Selama ini sertifikasi berbasis pada sistem proses, namun sebelumnya atau dulu sertifikasi berbasis personal. Lalu, bagaimana dengan petani sawit, apakah bisa menjadi petani yang profesional yang paham Best Agriculture Practices (BAP)? Solusinya dapat memanfaatkan platform digital SawitKita.

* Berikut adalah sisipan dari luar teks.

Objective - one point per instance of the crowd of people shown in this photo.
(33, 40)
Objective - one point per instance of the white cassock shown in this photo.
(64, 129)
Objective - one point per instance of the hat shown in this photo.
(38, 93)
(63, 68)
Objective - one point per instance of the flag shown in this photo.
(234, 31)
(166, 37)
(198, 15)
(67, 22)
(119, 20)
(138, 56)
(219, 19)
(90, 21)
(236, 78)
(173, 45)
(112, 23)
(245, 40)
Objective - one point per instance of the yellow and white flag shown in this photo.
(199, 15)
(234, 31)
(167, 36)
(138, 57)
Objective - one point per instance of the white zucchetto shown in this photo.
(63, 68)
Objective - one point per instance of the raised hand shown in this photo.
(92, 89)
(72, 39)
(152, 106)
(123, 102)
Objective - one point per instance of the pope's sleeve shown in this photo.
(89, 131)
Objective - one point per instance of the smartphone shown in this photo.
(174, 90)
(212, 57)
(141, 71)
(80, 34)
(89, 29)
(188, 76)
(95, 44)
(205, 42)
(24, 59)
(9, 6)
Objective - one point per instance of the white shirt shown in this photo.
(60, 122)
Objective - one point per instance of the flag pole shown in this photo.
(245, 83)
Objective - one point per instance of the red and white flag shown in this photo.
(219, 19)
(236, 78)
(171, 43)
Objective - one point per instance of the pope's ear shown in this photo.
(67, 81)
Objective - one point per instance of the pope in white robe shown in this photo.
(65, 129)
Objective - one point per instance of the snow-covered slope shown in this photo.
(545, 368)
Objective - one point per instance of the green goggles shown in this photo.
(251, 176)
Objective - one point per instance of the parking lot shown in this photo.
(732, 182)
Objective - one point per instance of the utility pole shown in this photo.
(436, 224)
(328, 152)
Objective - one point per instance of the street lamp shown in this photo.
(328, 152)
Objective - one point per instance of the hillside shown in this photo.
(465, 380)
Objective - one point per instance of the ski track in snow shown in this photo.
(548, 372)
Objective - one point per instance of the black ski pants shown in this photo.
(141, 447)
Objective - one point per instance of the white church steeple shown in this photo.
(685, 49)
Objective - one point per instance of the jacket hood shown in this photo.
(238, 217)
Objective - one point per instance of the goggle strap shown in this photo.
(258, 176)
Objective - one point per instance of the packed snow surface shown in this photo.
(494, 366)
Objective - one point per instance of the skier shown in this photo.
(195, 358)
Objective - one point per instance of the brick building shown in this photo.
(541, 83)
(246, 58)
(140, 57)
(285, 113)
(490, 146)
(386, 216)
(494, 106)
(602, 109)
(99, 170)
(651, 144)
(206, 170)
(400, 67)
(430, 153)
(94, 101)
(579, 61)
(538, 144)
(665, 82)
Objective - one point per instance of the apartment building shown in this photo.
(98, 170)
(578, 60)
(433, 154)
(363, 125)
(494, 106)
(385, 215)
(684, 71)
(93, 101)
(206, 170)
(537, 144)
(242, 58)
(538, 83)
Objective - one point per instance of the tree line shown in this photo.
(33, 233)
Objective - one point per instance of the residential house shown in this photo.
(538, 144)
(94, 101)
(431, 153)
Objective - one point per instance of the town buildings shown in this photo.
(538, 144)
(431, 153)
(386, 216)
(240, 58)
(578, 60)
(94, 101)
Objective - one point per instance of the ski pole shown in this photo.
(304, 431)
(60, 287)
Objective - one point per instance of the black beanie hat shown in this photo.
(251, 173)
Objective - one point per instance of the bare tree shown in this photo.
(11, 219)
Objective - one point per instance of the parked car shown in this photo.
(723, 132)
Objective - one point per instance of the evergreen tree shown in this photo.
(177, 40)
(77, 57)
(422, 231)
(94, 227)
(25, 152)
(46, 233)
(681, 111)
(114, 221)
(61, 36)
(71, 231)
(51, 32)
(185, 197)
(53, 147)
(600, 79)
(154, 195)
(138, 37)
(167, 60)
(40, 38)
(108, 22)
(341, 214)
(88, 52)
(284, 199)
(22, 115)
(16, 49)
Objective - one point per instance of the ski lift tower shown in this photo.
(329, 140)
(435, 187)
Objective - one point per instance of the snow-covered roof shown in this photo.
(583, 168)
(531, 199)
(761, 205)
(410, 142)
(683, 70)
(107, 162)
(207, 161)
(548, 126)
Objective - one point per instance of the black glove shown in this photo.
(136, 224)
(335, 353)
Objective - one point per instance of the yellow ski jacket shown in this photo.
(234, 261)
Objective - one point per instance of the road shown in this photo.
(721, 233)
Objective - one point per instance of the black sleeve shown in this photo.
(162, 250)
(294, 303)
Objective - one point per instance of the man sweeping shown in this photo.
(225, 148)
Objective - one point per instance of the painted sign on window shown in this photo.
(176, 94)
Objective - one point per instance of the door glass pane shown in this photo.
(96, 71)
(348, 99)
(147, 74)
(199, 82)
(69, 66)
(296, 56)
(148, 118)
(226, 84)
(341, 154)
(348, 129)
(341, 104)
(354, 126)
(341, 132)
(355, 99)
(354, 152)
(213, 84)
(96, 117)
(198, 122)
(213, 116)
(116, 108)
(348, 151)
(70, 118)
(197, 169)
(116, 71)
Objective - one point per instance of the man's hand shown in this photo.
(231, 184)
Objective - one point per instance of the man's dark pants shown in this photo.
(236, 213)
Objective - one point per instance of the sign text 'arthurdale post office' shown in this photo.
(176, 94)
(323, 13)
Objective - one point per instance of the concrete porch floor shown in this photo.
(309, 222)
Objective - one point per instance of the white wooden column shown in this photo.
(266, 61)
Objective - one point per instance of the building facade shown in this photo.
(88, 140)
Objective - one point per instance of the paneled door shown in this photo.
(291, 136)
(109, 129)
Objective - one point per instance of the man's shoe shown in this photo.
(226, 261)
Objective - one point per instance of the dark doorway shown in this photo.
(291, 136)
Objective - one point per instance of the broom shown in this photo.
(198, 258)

Dikatakan Purwadi, perkembangan industri sawit awalnya hanya dilakukan oleh perusahaan besar, namun dalam kurun waktu kurang lebih 50 tahun, perkebunan kelapa sawit dikelola oleh pekebun/petani sawit yang saat ini mencapai 41% dari total luasan perkebunan sawit nasional. Tetapi, masih menghadapi tantangan yaitu rendahnya produktivitas. Terdapat yield gap antara actual yield dengan attainable yield di perkebunan besar dan perkebunan rakyat di atas 30%.
Purwadi, Direktur Pusat Sains Kelapa Sawit INSTIPER menjelaskan pihaknya memberikan platform substitusi untuk membantu persiapan petani sawit. Sebuah platform digital (SawitKita) yang akan membantu peningkatan kapasitas petani sawit.
“Di tengah tantangan itu, terbit Perpres No 44 Tahun 2020 tentang sertifikasi ISPO wajib/mandatory untuk semua pelaku usaha perkebunan kelapa sawit (swasta, negara dan pekebun rakyat). Dan, diberi tenggat waktu 5 tahun sejak aturan itu terbit. Pada 2025 mendatang perkebunan harus tersertifikasi (ISPO), pihak perusahaan belum semua bersertifikasi ISPO. Lalu, bagaimana dengan petani, tentu saja tertatih-tatih. Bagaimana mempercepat ISPO terutama bagi petani sawit, “pungkasnya.